I have to admit to experiencing a non-trivial amount of schadenfreude this year, as the Kansas City Chiefs find themselves with a losing record in December for the first time in a decade. My mild animosity towards the Chiefs is based entirely on their supreme performance over that decade. After they've had a few losing seasons, I won't care anymore (which is how I feel about the Patriots right about now). However, there are plenty of people who have griped about the Chiefs, and claimed that the Chiefs receive favourable referee calls.
I'd label that a conspiracy theory, but it has apparently caught the attention of researchers. This recent article by Spencer Barnes (University of Texas at El Paso), Ted Dischman (an independent researcher), and Brandon Mendez (University of South Carolina), published in the journal Financial Review (sorry, I don't see an ungated version online), explicitly tests whether the Kansas City Chiefs receive favourable referee calls. Specifically, Barnes et al.:
...compare penalty calls benefiting the Mahomes-era Kansas City Chiefs (from 2018 to 2023) and the Brady-era New England Patriots (2015–2019) across the regular and postseason...
Barnes et al. argue that:
...financial pressures, particularly those related to TV revenue (the primary source of revenue for the NFL), serve as the underlying mechanism.
In other words, Barnes et al. claim that the NFL has a strong financial incentive to bias officiating in favour of the 2018-2023 Kansas City Chiefs, to a greater extent than any bias in favour of the 2015-2019 New England Patriots.
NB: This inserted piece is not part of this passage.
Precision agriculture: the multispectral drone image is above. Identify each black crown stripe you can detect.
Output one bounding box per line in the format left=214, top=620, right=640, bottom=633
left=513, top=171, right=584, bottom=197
As we’ll see, the empirical strategy is poorly chosen, parts of the results are misinterpreted, and the proposed TV-revenue mechanism is implausible. All up, you shouldn't believe this paper's results.
What did they do? Barnes et al. use play-by-play data covering the 2015 to 2023 seasons. They restrict their attention to defensive penalties only, which gives them a sample of 13,136 penalties across 2435 games. They apply a fairly simple linear regression model to the data:
Here we find the first problem with their analysis. If you want to show that the Mahomes-era Kansas City Chiefs benefited from more defensive penalties than other teams, you should be running a difference-in-differences analysis. Essentially, you compare the difference between the Chiefs and other teams, between the period before and the period after Patrick Mahomes started playing. In other words, you should test whether the Chiefs’ advantage in penalties grows after Mahomes started playing, compared with their earlier advantage and with other teams over the same period. Barnes et al. simply test for a level difference between the Chiefs and other teams during that time (using the 'Dynasty' variable), but fail to account for whether the Chiefs might already benefit from more defensive penalties before Mahomes became the starting quarterback (in 2018). Indeed, Figure 1 in the paper shows that the Chiefs did benefit from more defensive penalties per game before 2018:
That difference prior to 2018 should be controlled for. Having said that, the difference from the rest of the NFL teams looks bigger from 2018 onwards (but mostly concentrated in 2018-19, and in 2023), so if they had used the more correct difference-in-differences model (or, when comparing regular and post-season, a triple-differences model), they might still have found a statistically significant effect.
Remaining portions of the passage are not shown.